Simulation-specific features
- Enable each test to be independently reseeded (i.e., multiple iterations of the test with a different initial random seed).
- Enable running a test with a specific seed.
- Enable reseed count to be overridden on the command-line.
- Add support for a multiplicative factor for the pre-set reseed.
- Enable testplans to be maintained as separate document, different from the list of test specifications.
- Enable each testpoint entry to be mapped to one or more test specifications that adequately satisfy it.
- Enable the same test to be mapped to multiple testpoints.

Non-goals

The individual tool-specific setup such as setting the environment variables $PATH, $LD_LIBRARY_PATH, $LM_LICENSE_FILE, etc, that allow the tool to be discoverable and runnable on the console is assumed to have been completed externally.

Architecture

EDA tool flow steps

The simulation tool flow progresses through the following steps:

build (build the design / testbench database)
run (run the test as a simulation)
coverage merge (if coverage is enabled)
Coverage report (if coverage is enabled)

All other EDA tools flows stop at the build step, because they build the design and run the flow on the same invocation, unlike simulations where the EDA tool is invoked separately for the build and run steps. Each of these steps is executed as a single job that is launched to a compute machine. They are hence, also referred to as “jobs”.

Flow-specific Makefile

Each of these steps may contain sub-steps, which are sequenced by a flow-specific Makefile (example). This Makefile is very lean, and has targets for each of the flow-specific steps. It is a project-specific source, not maintained within the DVSim codebase, which allows a greater degree of flexibility for adoption.
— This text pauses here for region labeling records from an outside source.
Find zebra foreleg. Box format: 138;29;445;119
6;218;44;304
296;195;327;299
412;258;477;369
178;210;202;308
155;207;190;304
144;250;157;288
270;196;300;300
The recipe for executing the targets is represented with generic variables, which are set to the values extracted from the DUT configuration Hjson. The Makefile also sequences housekeeping actions, such as constructing the paths for the output artifacts, dumping the environment variables for ease of debug, etc. When the job is launched, a make command is executed, with the Make variables set to the values required to correctly run the job, using the flow-specific Makefile. Thus, all Make variables must be defined in the DUT configuration file and differentiated as needed for the jobs.

DUT configuration

The DUT configuration is expressed in Hjson, split into a tree of files. The root DUT configuration file indicates the flow and the EDA tool used to execute the flow, among several other things. It may recursively import auxiliary Hjson files containing additional EDA tool flow configuration data, such as test specifications that are common to multiple DUTs.

Parser stage

The parser stage parses all Hjson files in the tree and constructs a flow manager object. The flow manager object first, recursively substitutes all variables so that they are fully resolved. The resolution of some variables is deferred to a later stage, because additional information is needed to process them.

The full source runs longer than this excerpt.